Sans définir précisément ses sources, on peut considérer deux images qui, combinant histoire et foi religieuse, permettraient d’atteindre l’effet que recherchait Lethière. Il s’agit d’une image de la Sainte Famille avec Jean Baptiste (17ème siècle) par Bartolomé Estéban Murillo (1618-1682) dans les collections du Louvre et de cette gravure de Bernard montrant la Déclaration des droits et des devoirs de l’homme et du citoyen de 1795, préambule à la Constitution de l’an III qui fonde le Directoire, conservée à la Bibliothèque nationale de France.
Detail de la Sainte Famille avec Jean Baptiste de Murillo (le Louvre)
Gravure de Bernard montrant la Déclaration des droits et des devoirs de l’homme et du citoyen de 1795, préambule à la Constitution de l’an III qui fonde le Directoire (BNF)

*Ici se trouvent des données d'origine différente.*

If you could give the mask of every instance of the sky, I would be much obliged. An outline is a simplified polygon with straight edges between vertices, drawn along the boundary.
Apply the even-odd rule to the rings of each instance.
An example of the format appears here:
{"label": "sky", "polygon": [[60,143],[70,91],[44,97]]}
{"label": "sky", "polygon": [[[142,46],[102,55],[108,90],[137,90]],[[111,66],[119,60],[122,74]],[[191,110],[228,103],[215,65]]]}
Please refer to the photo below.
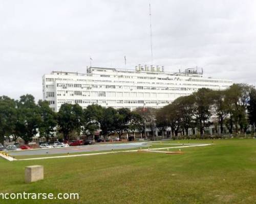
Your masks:
{"label": "sky", "polygon": [[255,85],[256,1],[0,0],[0,95],[42,98],[42,76],[90,66],[203,67]]}

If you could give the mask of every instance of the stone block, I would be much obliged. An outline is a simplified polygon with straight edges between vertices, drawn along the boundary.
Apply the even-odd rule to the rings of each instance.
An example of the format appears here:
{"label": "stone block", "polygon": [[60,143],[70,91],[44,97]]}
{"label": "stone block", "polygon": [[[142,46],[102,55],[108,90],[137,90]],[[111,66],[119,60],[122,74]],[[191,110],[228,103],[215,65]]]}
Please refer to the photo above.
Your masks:
{"label": "stone block", "polygon": [[31,183],[44,179],[44,166],[29,166],[25,167],[25,182]]}

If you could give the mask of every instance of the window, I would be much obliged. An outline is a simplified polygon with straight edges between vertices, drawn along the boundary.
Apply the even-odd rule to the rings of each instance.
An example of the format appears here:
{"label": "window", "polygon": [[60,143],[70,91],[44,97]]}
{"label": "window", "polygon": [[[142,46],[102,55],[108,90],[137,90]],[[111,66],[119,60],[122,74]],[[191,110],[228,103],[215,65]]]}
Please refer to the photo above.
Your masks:
{"label": "window", "polygon": [[75,100],[75,104],[82,104],[82,100]]}
{"label": "window", "polygon": [[50,105],[55,104],[54,100],[48,100],[48,101],[49,101]]}
{"label": "window", "polygon": [[115,89],[116,86],[115,85],[106,85],[106,89]]}
{"label": "window", "polygon": [[75,91],[75,95],[82,95],[81,91]]}
{"label": "window", "polygon": [[98,96],[105,96],[106,92],[105,91],[99,91]]}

Les mains semblent jouer un grand rôle dans le Serment des Ancêtres de Lethière. Elles créent un lien entre les deux personnages et lient ces personnages et l’Autel de la patrie. En se faisant, elles affirment, sous le regard de Dieu, loyauté et fidélité l’un vis-à-vis de l’autre ainsi qu’aux devises inscrites sur la stèle. Poussant plus loin cette réflexion, on pourrait penser que ce n’est pas un hasard si les mains de Yahvé sont placées au-dessus de la tête de chacun des personnages. Ce geste, en effet peut se lire comme une influence spirituelle et, les mains étant ouvertes, leur position peut être vue comme un de signe de confiance. Ce geste pourrait surtout signifier que l’avenir de cette nation issue d’une révolution est entre les mains de Dieu car, «C’est par sa main qu’Il a réalisé son Œuvre». Dieu étant considéré par certains comme le Grand Architecte de l’Univers, tous nos jours, nos biens sont entre Ses mains.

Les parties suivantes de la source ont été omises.